Each returned Memory object has:
FieldTypeDescription
idstrMemory identifier
taskstrThe past task this memory was generated from
reflectionstrLLM-generated reflection text
q_valuefloatLearned Q-value (0–1, higher = better track record)
similarityfloatCosine similarity to the query
scorefloatCombined score: (1 - λ) × similarity + λ × q_value
successbool | NoneWhether the source trace passed review

Augment with memories

augment_with_memories queries memories and formats them into a text block you can prepend or append to your LLM prompt:
augmented = client.augment_with_memories(
    task="Implement exponential backoff for retries",
    limit=5,
    lambda_=0.6,
)

prompt_for_llm = augmented.augmented_task
retrieved = augmented.memories
The augmented_task string contains the original task followed by formatted memory blocks grouped into three sections:
  1. Successful memories — reflections from traces that passed review
  2. Failed memories — reflections from traces that failed review
  3. Other relevant memories — reflections where success is unknown
Each block includes the past task and reflection text.
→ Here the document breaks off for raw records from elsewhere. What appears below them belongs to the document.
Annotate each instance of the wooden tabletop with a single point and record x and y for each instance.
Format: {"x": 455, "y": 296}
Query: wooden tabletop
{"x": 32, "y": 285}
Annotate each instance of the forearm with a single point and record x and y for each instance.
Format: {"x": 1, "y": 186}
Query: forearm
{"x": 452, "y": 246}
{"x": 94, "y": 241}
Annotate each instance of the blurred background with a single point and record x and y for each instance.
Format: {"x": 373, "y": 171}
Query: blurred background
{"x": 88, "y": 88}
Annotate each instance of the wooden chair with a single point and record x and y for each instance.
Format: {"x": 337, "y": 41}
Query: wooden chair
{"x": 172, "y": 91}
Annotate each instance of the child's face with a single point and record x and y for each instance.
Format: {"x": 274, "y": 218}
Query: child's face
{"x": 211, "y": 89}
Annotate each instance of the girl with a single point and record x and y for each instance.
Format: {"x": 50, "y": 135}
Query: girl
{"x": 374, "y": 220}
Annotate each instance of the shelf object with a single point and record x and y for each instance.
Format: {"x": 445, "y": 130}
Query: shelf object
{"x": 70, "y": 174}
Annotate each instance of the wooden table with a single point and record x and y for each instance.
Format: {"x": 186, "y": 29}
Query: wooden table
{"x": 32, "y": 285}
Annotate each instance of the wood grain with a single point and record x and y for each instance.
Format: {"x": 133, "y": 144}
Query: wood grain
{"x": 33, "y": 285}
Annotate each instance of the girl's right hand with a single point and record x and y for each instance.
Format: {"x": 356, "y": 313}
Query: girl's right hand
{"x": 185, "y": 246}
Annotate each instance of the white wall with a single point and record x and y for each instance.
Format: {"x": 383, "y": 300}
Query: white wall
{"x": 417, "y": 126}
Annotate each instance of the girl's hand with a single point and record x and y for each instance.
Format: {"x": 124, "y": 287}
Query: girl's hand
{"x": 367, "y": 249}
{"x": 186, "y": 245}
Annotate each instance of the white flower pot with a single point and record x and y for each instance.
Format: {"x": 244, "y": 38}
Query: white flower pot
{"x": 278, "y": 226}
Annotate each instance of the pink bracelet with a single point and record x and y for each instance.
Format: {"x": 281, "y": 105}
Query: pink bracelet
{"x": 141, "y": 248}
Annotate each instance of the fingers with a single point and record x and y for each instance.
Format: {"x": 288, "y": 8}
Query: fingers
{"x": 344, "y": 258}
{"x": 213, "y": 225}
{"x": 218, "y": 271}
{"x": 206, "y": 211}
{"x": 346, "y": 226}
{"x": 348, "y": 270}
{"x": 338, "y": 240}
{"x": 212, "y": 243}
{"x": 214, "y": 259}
If no memories are found, augmented_task returns the original task unchanged.

Format

The output looks like:
Implement exponential backoff for retries

Relevant memories:

Successful memories:

--- Memory 1 ---
Past task:
Handle transient API failures

Reflection:
Use a base delay with exponential increase and random jitter...

Failed memories:

--- Memory 2 ---
Past task:
Retry failed HTTP requests

Reflection:
Fixed delays without jitter caused thundering herd issues...

Tuning retrieval

The lambda_ parameter controls the similarity vs. Q-value balance:
ValueBehavior
0.0Pure semantic similarity — retrieves the most textually relevant memories regardless of outcome
0.5Equal weight (default) — balances relevance with track record
1.0Pure Q-value — retrieves memories with the best success history
Start with the default 0.5. Increase lambda_ if your agent keeps retrieving relevant-but-unhelpful memories. Decrease it if the agent needs broader context from different past tasks.